The aim is for the remaining US$ 6.5 billion of the US$ 23.4 billion budget to be self-financed by middle-income countries, using domestic resources to cover certain procurement needs, supported by multilateral development banks.
Separate to the ACT-Accelerator budget of US$ 23.4 billion, US$ 6.8 billion is needed for in-country delivery needs of vaccines and diagnostics, from a combination of domestic resources, multilateral development bank support, and further international grant financing support.
Key ACT-Accelerator achievements to date include:
- Funding vital research and development of new therapeutics, vaccines, and diagnostics.
- Supporting the market entry of new, affordable rapid tests.
- Delivering over 1 billion COVID-19 vaccine doses via its vaccines pillar, COVAX, with a huge surge in shipments at the close of 2021, through which more vaccines were shipped in the last quarter of 2021 than in the first 9 months of the year combined.
- Procuring over 200 million tests (as of 10 January), US$ 519 million worth of medical oxygen supplies (as of 31 January 2021), and US$ 764 million worth of personal protective equipment.
- Building capacity to expand the use of next-generation sequencing for genomic surveillance in Southern Africa that enabled the early detection of the Omicron variant.
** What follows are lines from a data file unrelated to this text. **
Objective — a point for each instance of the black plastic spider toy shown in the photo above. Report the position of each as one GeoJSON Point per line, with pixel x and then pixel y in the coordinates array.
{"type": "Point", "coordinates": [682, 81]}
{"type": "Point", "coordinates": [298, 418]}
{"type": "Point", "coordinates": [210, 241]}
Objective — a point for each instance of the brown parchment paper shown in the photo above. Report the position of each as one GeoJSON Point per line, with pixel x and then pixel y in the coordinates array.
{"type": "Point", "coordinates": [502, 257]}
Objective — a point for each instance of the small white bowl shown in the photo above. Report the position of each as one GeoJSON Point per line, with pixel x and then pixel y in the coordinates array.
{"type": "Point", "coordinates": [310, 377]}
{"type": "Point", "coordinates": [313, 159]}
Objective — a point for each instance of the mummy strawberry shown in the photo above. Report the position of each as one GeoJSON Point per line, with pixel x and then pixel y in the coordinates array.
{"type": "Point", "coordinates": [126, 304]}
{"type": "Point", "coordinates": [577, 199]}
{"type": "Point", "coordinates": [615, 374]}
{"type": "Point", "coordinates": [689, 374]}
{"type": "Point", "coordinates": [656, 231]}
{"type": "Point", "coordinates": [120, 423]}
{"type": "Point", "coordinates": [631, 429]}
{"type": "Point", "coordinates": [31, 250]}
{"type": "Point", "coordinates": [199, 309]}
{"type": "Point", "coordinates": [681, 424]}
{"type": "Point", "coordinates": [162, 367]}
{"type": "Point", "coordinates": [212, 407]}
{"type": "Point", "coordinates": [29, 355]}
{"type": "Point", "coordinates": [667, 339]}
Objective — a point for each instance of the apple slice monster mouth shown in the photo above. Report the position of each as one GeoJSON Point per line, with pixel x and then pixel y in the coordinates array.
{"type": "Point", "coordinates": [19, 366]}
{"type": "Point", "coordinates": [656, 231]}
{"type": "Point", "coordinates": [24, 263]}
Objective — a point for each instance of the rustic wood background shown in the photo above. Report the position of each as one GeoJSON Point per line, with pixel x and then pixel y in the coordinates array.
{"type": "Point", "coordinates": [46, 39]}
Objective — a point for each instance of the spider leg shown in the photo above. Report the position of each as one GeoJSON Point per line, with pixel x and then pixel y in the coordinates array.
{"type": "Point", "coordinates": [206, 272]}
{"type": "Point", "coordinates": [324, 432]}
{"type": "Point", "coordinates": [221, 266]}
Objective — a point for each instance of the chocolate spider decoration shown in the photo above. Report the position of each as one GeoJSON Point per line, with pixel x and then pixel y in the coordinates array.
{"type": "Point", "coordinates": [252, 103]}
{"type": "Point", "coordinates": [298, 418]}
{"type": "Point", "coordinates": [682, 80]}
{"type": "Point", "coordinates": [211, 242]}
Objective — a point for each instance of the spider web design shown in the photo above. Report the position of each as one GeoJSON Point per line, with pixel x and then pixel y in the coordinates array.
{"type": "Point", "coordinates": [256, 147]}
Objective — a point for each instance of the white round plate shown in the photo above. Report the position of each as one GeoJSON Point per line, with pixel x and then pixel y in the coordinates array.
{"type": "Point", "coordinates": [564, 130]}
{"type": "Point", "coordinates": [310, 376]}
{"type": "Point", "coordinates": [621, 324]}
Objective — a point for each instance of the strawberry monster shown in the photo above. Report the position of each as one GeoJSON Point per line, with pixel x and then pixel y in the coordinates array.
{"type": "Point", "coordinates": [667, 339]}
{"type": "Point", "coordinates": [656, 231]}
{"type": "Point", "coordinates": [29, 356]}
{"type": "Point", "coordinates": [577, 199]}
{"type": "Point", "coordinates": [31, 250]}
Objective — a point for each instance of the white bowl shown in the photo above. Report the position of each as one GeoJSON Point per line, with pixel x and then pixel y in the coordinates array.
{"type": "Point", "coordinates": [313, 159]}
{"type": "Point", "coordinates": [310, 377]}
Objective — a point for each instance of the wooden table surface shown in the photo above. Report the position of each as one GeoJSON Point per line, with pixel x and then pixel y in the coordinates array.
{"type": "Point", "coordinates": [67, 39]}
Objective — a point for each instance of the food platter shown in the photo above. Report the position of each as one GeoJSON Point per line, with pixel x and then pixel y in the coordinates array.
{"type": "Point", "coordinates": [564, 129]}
The ACT-Accelerator Facilitation Council provides high-level political leadership, global advocacy and assistance with resource mobilization to the initiative and is co-chaired by Norway and South Africa. The co-chairs recently wrote to all high-income countries, G20 upper middle-income countries, and two additional middle-income countries who are contributors to the ACT-Accelerator, encouraging ‘fair share’ contributions.
‘Fair share’ contributions were calculated for each of these countries and collectively cover the total immediate grant funding need of US$ 16.8 billion, assuming that the private sector and philanthropic institutions can cover US$ 0.5 billion. For the 2020-21 ACT-Accelerator budget, six countries (Canada, Germany, Kuwait, Norway, Saudi Arabia and Sweden) met or exceeded their fair share commitments.
President Cyril Ramaphosa of South Africa said: “South Africa has proudly co-chaired the ACT-Accelerator Facilitation Council from the very beginning, and we will continue to champion this initiative, as the best solution to the inequities the world – and Africa in particular – faces. As co-chairs, South Africa and Norway have written to more than 50 heads of state and government, asking them to contribute their fair share of financing to ACT-Accelerator agencies. The longer inequitable access to COVID-19 vaccines, tests and treatments persists, the longer the pandemic will persist. I urge my fellow leaders to step up in solidarity, meet their fair shares, and help reclaim our lives from this virus.”
Prime Minister Jonas Gahr Støre of Norway said: “What we have learned from this pandemic is that it can’t be fought off by countries working alone. A broad collective effort is required. A fully financed ACT-Accelerator is in the mutual interest of all countries. As co-chair of the ACT-Accelerator, we call upon the world’s leaders to join us in acting urgently because as we’ve seen time and time again throughout this pandemic – no-one is safe until everyone is.”